The pathogenesis of Vasculo-Behcet’s is thought to be the consequence of vasa vasorum vasculitis, and the development of the aneurysmal dilatation seems to be due to the destruction of the arterial media.
The reported survival rate of patients with BD complicated by arterial lesions is > 66% at 15 years (9). In a large cohort of BD patients with a long median follow-up, the main cause of death was major vessel disease with mostly arterial aneurysms. In that study, the incidence of arterial complications was 3 times higher among the patients who died and there was an increased mortality among the youngest patients. Also, male gender and a high number of BD flares were independently associated with the risk of death (10). Mortality in BD patients with aneurysm rupture has been found to be as high as 60% (11).

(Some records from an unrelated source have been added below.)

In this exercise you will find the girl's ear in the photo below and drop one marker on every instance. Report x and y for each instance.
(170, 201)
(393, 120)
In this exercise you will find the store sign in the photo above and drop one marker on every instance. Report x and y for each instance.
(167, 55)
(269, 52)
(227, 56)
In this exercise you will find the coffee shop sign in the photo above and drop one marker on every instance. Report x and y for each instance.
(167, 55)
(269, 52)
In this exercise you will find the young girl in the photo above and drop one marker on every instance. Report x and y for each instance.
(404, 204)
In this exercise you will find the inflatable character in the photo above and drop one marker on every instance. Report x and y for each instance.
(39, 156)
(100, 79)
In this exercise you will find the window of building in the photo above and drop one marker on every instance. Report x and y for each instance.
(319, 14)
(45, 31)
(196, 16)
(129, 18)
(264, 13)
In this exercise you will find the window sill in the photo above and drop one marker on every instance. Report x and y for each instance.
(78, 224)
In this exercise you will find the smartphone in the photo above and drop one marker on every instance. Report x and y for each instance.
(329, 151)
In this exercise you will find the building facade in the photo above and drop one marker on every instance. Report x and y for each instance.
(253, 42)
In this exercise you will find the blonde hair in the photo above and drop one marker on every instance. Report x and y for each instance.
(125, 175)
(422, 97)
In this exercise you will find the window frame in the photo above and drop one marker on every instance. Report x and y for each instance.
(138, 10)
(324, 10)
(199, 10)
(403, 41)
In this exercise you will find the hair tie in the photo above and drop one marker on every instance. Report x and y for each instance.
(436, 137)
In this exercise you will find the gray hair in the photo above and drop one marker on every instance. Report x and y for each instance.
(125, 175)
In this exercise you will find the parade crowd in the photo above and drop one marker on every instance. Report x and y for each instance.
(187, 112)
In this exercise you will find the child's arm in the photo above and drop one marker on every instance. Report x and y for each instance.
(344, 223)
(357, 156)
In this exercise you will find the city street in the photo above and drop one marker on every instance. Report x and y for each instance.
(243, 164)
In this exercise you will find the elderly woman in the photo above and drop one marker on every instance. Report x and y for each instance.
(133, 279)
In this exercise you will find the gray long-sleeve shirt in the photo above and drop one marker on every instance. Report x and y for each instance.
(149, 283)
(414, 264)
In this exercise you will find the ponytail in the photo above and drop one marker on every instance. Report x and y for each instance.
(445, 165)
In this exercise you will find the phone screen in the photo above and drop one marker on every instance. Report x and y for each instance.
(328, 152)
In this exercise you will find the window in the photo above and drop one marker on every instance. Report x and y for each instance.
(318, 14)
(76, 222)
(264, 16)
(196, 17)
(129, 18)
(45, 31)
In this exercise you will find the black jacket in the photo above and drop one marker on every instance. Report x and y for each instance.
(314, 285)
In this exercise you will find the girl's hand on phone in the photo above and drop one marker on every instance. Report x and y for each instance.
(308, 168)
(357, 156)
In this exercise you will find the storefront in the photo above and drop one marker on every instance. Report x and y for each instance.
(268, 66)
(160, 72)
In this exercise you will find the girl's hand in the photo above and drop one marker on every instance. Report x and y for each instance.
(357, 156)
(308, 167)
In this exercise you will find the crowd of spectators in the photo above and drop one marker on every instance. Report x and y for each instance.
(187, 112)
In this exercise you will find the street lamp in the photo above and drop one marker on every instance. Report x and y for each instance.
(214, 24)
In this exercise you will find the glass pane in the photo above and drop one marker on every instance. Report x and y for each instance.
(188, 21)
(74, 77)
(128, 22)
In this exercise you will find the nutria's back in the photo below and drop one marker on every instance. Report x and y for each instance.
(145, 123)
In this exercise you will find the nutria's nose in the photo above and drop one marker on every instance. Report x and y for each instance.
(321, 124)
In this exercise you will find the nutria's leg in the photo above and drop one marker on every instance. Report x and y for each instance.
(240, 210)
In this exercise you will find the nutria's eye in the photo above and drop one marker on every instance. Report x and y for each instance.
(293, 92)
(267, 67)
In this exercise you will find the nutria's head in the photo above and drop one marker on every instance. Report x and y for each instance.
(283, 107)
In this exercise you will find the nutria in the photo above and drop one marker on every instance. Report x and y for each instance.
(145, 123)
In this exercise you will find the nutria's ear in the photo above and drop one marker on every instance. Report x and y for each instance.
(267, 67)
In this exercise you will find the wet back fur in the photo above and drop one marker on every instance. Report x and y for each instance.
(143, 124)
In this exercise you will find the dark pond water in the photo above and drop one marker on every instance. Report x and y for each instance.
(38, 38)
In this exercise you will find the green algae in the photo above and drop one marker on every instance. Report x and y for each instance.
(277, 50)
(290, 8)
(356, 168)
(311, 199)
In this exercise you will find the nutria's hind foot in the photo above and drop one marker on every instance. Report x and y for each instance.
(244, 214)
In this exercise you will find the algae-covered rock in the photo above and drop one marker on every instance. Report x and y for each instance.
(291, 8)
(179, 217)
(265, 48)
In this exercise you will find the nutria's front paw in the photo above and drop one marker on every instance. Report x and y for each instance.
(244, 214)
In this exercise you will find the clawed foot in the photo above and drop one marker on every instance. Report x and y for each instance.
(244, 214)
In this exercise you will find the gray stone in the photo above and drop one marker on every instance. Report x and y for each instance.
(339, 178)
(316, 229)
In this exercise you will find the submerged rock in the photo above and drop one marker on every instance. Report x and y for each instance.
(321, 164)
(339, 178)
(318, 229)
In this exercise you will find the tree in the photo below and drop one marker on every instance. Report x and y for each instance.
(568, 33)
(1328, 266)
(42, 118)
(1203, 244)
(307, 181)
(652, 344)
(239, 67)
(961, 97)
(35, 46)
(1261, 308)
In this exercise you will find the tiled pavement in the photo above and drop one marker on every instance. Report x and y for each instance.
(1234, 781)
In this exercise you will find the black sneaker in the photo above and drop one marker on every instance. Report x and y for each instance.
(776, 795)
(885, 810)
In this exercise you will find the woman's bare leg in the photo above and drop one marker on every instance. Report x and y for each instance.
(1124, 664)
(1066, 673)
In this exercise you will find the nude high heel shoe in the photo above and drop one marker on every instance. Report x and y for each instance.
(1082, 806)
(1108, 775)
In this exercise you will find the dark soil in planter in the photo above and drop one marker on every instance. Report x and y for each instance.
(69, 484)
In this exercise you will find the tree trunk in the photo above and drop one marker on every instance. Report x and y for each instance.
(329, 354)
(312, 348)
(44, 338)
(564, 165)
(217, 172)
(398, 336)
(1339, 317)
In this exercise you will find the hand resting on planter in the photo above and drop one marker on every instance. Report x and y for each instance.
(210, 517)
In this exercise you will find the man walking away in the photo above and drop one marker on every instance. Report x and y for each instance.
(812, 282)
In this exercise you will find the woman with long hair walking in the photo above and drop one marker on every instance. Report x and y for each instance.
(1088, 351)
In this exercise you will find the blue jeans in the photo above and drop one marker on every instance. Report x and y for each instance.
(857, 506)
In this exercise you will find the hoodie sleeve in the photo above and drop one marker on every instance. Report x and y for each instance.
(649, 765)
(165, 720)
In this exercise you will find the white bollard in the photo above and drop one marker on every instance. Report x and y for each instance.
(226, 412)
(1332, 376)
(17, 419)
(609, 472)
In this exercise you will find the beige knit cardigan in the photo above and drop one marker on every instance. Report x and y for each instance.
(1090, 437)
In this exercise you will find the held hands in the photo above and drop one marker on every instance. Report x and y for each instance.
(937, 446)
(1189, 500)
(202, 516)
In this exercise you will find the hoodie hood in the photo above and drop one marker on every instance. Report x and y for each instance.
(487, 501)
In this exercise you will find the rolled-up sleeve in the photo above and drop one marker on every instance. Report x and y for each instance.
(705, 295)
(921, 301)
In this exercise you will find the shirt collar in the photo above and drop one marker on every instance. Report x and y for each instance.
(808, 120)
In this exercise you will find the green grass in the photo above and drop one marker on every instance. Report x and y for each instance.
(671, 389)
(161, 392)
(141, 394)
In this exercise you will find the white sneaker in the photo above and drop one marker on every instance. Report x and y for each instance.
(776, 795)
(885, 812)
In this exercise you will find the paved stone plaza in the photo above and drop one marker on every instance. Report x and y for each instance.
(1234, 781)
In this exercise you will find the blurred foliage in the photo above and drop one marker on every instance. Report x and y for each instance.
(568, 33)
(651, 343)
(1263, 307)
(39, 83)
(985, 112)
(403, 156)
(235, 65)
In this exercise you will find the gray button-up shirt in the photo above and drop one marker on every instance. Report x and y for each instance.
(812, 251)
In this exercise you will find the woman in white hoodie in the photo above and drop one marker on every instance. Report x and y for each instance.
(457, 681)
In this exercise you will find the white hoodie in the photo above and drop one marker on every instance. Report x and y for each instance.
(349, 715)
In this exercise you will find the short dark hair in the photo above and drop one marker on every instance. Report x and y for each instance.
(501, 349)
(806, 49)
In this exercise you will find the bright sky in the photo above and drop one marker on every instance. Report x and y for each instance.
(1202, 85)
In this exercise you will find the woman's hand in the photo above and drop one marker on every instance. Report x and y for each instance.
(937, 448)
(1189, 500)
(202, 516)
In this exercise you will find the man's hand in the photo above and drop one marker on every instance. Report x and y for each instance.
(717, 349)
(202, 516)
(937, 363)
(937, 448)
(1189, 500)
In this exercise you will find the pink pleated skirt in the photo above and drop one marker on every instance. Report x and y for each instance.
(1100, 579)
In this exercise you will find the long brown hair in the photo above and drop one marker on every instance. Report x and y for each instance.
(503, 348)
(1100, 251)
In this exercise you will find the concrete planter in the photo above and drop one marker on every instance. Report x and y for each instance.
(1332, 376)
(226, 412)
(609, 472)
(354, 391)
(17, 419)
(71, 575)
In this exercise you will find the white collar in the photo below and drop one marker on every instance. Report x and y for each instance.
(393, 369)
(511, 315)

In case of an aortic aneurysm, an aggressive approach with surgical repair is indicated regardless of long-term complications because of the high incidence of rupture or dissection (12, 13). However, if possible, surgery should be postponed until the active inflammation phase has subsided. Omitting surgery in the initial phase may avoid acute exacerbation of inflammation and formation of new aneurysms at the site of the suture line. Indeed, in patients with Vasculo-Behcet’s, a high recurrence rate of aneurysms after open surgery has been reported (14, 15). For the prevention of postoperative anastomotic aneurysms, the use of the healthy aortic wall for suturing and end-to-end anastomosis are very important. Full-thickness anastomosis at sites sufficiently distant from inflammatory vascular involvement is required (16). Some authors have proposed an extra-anatomic vascular reconstruction at a site distant from the lesions of the aorta (17), whereas some others have advised not to use a foreign material (6). Recently, advances in endovascular therapies have led to the endoluminal exclusion of aortic aneurysms as an alternative to open surgery. This sutureless technique seems to be a reasonable approach (18, 19). Nonetheless, the recurrence of pseudoaneurysms after endovascular treatments at the margins of the stent is possible, and experience with this technique in BD is still limited (20). In addition, further studies with long-term follow-up of small cohorts are required to provide more data on the safety and effectiveness of this technique (21).
Screening for other aneurysms as well as long-term follow-up is extremely crucial to detecting the recurrence and development of new aneurysms, especially if the systemic inflammation is not well-controlled. In studies on small cohorts, Kwon Koo et al. (21) and Liu et al. (19) reported that without immunosuppressive therapy, the recurrence rate of aneurysms was high. The unfavorable evolution of the thoracoabdominal aneurysm in our patient can suggest an uncontrolled inflammation of the vessel wall after the discontinuation of immunosuppressive therapy. Nevertheless, we cannot conclude about the role of immunosuppressive therapy in preventing recurrence based on only 1 case report.
3.1. Conclusions
Early recognition and treatment of patients with Vasculo-Behcet’s is important because of the increased risk of the recurrence of vascular lesions. Postoperative immunosuppressive regimen might be helpful. It is important to maintain the immunosuppressive therapy and a regular follow-up to prevent these complications.
Acknowledgments
We acknowledge Dr. Moharrar Manal for his invaluable assistance in drafting this case report.